Based on my intuition (and the “hit rate” for white people stopped, I suspected that an 80 percent reduction in stops would have no adverse effects (and much positive impact on police morale and police/community relations. Cut stops 80 percent and what’s left, the remaining 20 percent, might actually serve an essential crime prevention purpose.
An 80 percent reduction from the peak would have been about 11,000 stops a month. (Put another way, this is less than one stop per month per patrol officer. Of course that number is just an intuitive guess. Perhaps the ideal number of stops is half or twice that.) But no matter how you look it, 3,000 stops per month is to low. To paraphrase a politically incorrect sign in the police station in which I used to work, “Unlike the citizens you police, you are required to work for your government check.” Police officers (and the PBA) would be wise to remember that.
I will admit that I am not up on the entire "stop and frisk" controversy. I do have to ask a simple question without becoming enveloped in this overly politicized frenzy. It's my pretty educated understanding that the stop phase is based on A. consent, B. reasonable suspicion and C. probable cause = If none of these exist – the police really can't stop you. Secondly, I understand that a certain amount of articulatable facts need to be present to conduct a pat search… so without going into much detail am I to understand the the NYPD's stop and frisk program was in violation of the 4th amendment?
Regardless, I don't think you can put numbers on whether a police officer exercises discretion to do his job or not. 1 stop a month is ridiculous in regards to a police officer actually doing there job. Are you seriously trying to insinuate that a even remotely decent officer with his eyes open won't see reasonable cause to stop someone during an entire shift? A week? Two weeks? I want my cops out there stopping people – I want them doing it right, but I want them doing it. Just my two cents….
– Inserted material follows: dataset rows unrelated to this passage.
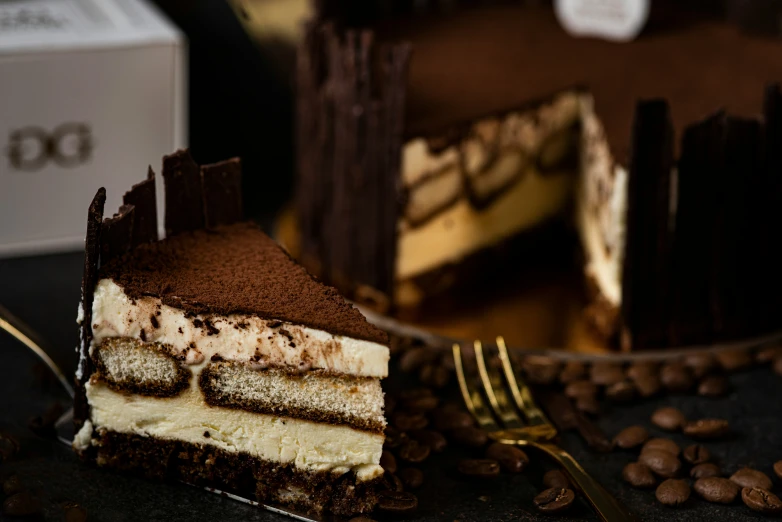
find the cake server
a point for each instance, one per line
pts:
(64, 425)
(504, 424)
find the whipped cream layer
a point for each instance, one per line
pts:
(306, 445)
(235, 337)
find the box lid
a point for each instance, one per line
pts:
(33, 26)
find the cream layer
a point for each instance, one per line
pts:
(462, 229)
(235, 337)
(186, 417)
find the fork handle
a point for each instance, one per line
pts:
(604, 504)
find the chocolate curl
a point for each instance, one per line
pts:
(88, 282)
(645, 274)
(143, 197)
(116, 236)
(184, 195)
(222, 190)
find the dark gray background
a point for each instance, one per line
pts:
(44, 292)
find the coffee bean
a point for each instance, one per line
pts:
(415, 358)
(734, 360)
(541, 369)
(606, 373)
(479, 467)
(573, 371)
(21, 504)
(414, 451)
(397, 502)
(554, 500)
(412, 478)
(578, 389)
(388, 461)
(705, 470)
(433, 439)
(631, 437)
(435, 376)
(716, 489)
(394, 438)
(450, 419)
(668, 418)
(648, 386)
(696, 454)
(8, 447)
(409, 421)
(673, 492)
(676, 377)
(638, 475)
(511, 458)
(662, 463)
(389, 404)
(74, 512)
(469, 436)
(421, 404)
(12, 485)
(766, 355)
(555, 479)
(761, 500)
(707, 428)
(392, 482)
(662, 444)
(751, 478)
(588, 405)
(622, 391)
(713, 386)
(700, 363)
(642, 370)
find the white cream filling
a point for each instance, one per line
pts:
(239, 337)
(307, 445)
(462, 229)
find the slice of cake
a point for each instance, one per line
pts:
(493, 122)
(211, 357)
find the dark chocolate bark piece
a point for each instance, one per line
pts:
(222, 188)
(184, 194)
(89, 280)
(116, 235)
(142, 196)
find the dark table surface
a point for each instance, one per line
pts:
(44, 292)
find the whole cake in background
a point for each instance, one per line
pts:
(211, 357)
(428, 164)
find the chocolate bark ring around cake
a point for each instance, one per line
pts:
(542, 312)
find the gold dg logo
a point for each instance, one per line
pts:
(68, 145)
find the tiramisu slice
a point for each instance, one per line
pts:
(213, 358)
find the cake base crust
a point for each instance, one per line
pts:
(238, 473)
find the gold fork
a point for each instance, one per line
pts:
(537, 432)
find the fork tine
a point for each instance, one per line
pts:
(521, 394)
(472, 398)
(495, 391)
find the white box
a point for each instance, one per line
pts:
(91, 92)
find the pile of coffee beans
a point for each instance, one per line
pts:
(662, 464)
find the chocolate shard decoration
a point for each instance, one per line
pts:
(116, 236)
(645, 274)
(184, 196)
(222, 188)
(702, 156)
(143, 197)
(88, 282)
(349, 142)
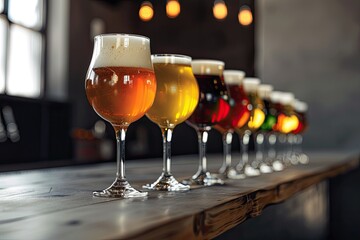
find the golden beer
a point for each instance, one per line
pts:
(177, 94)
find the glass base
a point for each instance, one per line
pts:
(204, 179)
(167, 183)
(303, 158)
(264, 168)
(278, 166)
(248, 170)
(231, 173)
(120, 189)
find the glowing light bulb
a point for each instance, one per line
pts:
(173, 8)
(257, 119)
(146, 11)
(245, 16)
(220, 9)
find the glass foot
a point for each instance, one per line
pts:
(277, 166)
(204, 179)
(303, 158)
(264, 168)
(231, 173)
(120, 189)
(167, 183)
(247, 170)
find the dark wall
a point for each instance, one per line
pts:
(42, 131)
(194, 32)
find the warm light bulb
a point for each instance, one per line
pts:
(257, 119)
(220, 10)
(172, 8)
(146, 11)
(245, 16)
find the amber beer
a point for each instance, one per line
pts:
(177, 91)
(120, 86)
(121, 95)
(120, 90)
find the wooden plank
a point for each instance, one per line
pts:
(57, 203)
It is all slightly absurd. It is not too much to ask police to do their job. But yes, to make a long story short, many NYPD were stopping people without legit reasonable suspicion (and this in violation of the 4th amendment) in order to meet what they, the officers, felt was quota pressure (and quotas are illegal, for what it's worth). To the tune of 55,000 stops a month.
It is indeed hard to imagine that an officer couldn't find a suspicious person to stop at least once a week…
And one important clarification: there is no such thing as "reasonable cause." There is "reasonable suspicion" for a stop or frisk and "probable cause" for a search or arrest.
Probable cause is a high legal standard than reasonable suspicion. So if you have probable cause, you by definition have have reasonable suspicion.
To conduct a "pat search" (better known as a "Terry Frisk," to not confuse it with a "search"), a reasonable officer needs to have reasonable suspicion that a subject might be armed.